Gordon Davis
- Full name: Gordon Walter Grey Davis
- Date of birth: 19 June 1925
- Place of birth: Auburn, NSW, Australia
- Date of death: 22 July 1999 (aged 74)
- Notable relative(s): Clarrie Davis (brother) Tom Davis (uncle)

Rugby union career
- Position(s): Centre

International career
- Years: Team / Apps / (Points)
- 1955: Australia / 2 / (0)

= Gordon Davis (rugby union) =

Australian rugby union international

Gordon Walter Grey Davis (19 June 1925 – 22 July 1999) was an Australian rugby union international.

Born and raised in Sydney, Davis was the nephew of 1920s Test prop Tom Davis. His younger brother Clarrie was capped four times for the Wallabies as a winger. He attended Chatswood Junior High School.

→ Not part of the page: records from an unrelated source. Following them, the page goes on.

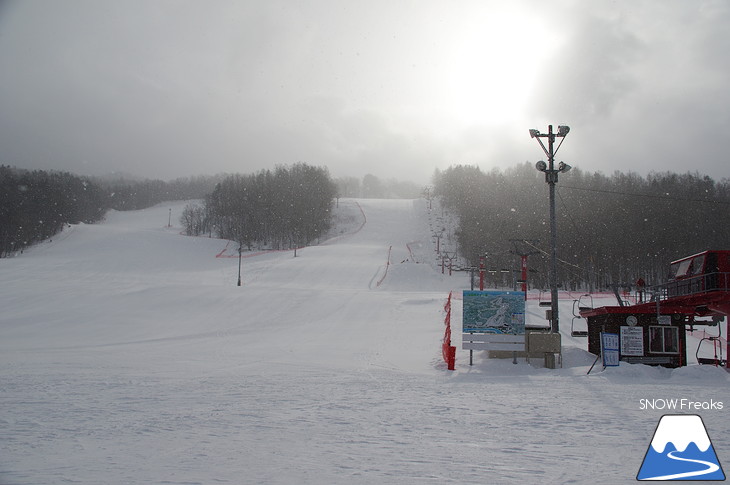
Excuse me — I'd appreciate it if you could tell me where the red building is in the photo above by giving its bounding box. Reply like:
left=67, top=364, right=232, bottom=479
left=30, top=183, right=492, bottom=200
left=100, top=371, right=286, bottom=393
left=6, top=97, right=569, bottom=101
left=581, top=250, right=730, bottom=368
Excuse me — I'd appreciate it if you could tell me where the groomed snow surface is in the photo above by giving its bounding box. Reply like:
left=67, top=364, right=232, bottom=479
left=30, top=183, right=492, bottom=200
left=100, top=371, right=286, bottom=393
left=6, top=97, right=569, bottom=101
left=2, top=198, right=729, bottom=485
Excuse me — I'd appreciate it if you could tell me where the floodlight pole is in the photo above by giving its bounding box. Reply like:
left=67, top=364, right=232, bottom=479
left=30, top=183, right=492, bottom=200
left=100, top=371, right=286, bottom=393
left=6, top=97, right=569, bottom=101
left=548, top=129, right=559, bottom=334
left=530, top=124, right=571, bottom=334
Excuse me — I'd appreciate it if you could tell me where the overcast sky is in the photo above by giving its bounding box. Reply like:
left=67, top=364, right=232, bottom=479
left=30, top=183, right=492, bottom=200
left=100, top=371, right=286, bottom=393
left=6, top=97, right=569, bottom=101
left=1, top=0, right=729, bottom=184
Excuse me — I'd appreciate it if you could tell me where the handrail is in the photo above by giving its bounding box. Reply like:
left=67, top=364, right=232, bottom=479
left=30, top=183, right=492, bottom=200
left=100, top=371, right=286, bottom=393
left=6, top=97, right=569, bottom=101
left=649, top=272, right=730, bottom=302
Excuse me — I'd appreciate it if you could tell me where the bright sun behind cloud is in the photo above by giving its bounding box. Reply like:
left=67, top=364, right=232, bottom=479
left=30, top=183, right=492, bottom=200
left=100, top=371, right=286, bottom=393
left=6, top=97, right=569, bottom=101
left=427, top=8, right=560, bottom=129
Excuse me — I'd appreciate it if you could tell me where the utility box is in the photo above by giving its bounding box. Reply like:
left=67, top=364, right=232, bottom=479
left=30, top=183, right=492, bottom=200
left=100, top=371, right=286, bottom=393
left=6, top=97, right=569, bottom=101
left=527, top=332, right=562, bottom=368
left=527, top=332, right=561, bottom=353
left=486, top=332, right=563, bottom=365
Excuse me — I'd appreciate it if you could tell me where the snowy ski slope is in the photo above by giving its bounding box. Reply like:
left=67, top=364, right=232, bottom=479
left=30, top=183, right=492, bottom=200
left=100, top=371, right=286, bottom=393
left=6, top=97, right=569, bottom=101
left=1, top=198, right=729, bottom=484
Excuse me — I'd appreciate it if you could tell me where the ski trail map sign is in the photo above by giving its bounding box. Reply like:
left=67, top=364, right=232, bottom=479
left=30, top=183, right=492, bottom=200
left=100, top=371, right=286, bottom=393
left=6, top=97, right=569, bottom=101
left=463, top=290, right=525, bottom=334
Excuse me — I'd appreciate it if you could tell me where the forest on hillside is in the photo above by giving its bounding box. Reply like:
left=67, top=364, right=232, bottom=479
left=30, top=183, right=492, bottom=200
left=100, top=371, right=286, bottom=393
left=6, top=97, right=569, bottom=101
left=433, top=163, right=730, bottom=291
left=190, top=163, right=338, bottom=250
left=0, top=167, right=221, bottom=257
left=0, top=166, right=412, bottom=258
left=0, top=166, right=107, bottom=257
left=5, top=160, right=730, bottom=294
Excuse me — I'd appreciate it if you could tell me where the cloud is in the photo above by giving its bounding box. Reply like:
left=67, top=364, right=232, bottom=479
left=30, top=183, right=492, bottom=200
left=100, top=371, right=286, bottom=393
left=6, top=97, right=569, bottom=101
left=523, top=1, right=730, bottom=179
left=526, top=4, right=645, bottom=123
left=1, top=0, right=730, bottom=183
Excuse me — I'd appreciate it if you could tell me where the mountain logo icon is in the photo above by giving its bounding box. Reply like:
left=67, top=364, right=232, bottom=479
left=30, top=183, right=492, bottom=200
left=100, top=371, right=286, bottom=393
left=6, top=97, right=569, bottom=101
left=637, top=414, right=725, bottom=481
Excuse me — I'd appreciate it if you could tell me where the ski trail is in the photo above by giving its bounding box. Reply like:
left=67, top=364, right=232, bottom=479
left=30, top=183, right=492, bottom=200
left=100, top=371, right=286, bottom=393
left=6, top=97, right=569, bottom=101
left=642, top=450, right=720, bottom=480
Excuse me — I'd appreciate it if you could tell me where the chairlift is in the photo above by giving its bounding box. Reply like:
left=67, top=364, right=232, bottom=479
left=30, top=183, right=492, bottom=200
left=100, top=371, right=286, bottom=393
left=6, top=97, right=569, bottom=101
left=570, top=294, right=592, bottom=337
left=538, top=289, right=552, bottom=307
left=577, top=293, right=593, bottom=312
left=696, top=323, right=727, bottom=366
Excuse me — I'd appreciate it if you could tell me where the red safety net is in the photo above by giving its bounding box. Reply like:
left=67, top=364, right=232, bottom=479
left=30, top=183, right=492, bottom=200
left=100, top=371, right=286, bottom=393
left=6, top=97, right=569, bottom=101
left=442, top=291, right=456, bottom=370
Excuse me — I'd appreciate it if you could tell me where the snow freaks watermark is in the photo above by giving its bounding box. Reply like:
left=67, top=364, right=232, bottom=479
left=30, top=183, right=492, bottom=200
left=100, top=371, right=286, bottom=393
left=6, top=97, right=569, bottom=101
left=639, top=398, right=724, bottom=411
left=637, top=415, right=725, bottom=481
left=635, top=401, right=725, bottom=480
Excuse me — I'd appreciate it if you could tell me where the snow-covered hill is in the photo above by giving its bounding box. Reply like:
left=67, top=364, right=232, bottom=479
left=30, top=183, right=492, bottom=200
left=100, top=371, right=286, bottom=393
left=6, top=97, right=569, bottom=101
left=2, top=199, right=729, bottom=484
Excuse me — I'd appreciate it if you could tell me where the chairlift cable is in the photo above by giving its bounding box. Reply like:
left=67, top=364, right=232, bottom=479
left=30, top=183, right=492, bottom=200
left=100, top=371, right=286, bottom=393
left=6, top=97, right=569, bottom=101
left=560, top=184, right=730, bottom=206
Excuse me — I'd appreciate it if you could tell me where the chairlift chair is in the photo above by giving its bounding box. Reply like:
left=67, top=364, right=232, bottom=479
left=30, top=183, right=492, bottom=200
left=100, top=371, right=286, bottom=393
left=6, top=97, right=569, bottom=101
left=696, top=323, right=727, bottom=366
left=570, top=295, right=592, bottom=337
left=538, top=289, right=552, bottom=307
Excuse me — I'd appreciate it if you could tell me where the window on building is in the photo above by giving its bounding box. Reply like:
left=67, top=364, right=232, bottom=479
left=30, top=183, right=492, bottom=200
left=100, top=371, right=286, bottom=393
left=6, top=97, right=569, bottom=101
left=649, top=326, right=679, bottom=354
left=675, top=259, right=692, bottom=278
left=691, top=255, right=705, bottom=276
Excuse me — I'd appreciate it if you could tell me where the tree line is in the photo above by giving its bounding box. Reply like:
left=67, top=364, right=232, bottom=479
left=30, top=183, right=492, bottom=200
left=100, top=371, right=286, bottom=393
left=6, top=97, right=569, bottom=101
left=0, top=167, right=222, bottom=257
left=2, top=162, right=336, bottom=258
left=433, top=163, right=730, bottom=291
left=102, top=174, right=223, bottom=210
left=0, top=166, right=107, bottom=256
left=335, top=173, right=422, bottom=199
left=187, top=163, right=338, bottom=251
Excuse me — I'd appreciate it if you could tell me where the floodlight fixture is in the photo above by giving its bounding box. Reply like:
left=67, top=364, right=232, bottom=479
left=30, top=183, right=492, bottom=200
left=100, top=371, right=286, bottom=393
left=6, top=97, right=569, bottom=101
left=557, top=125, right=570, bottom=137
left=558, top=161, right=572, bottom=173
left=529, top=129, right=540, bottom=139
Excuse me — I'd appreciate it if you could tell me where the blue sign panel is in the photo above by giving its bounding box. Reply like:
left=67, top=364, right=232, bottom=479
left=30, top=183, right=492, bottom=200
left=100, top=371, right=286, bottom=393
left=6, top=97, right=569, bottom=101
left=462, top=290, right=525, bottom=334
left=601, top=332, right=620, bottom=367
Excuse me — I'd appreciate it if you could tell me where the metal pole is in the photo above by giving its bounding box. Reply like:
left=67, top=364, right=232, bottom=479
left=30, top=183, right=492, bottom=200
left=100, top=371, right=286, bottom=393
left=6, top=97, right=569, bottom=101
left=549, top=174, right=559, bottom=333
left=531, top=124, right=569, bottom=334
left=521, top=254, right=528, bottom=299
left=479, top=256, right=485, bottom=291
left=237, top=245, right=242, bottom=287
left=547, top=125, right=560, bottom=334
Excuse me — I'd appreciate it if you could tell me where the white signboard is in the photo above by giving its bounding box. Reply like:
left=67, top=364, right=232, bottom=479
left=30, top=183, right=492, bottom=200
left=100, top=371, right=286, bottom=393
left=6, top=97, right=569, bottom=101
left=620, top=326, right=644, bottom=356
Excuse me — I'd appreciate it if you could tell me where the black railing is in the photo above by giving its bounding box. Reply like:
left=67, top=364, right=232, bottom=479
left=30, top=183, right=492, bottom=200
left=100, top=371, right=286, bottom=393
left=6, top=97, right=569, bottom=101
left=651, top=272, right=730, bottom=302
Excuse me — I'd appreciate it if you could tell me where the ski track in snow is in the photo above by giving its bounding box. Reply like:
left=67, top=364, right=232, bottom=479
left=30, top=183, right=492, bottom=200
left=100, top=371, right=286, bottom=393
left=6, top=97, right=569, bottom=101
left=1, top=198, right=730, bottom=485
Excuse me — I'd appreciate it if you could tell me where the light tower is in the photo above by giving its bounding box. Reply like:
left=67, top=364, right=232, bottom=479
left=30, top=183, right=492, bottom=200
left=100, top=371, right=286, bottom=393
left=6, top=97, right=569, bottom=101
left=529, top=124, right=572, bottom=333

Davis, a centre three quarter, played his immediate post war rugby with Manly and made his New South Wales representative debut in 1948. He moved to the town of Yeoval in 1952 and two years later toured New Zealand with NSW Country, scoring 10 tries from 10 matches. Further New South Wales representative appearances came in 1955 and he formed a good combination with Wallabies centre Jim Phipps. He was subsequently named in the squad for the 1955 tour of New Zealand, where he was capped in the 2nd and 3rd Tests, the latter in a rare win at Eden Park.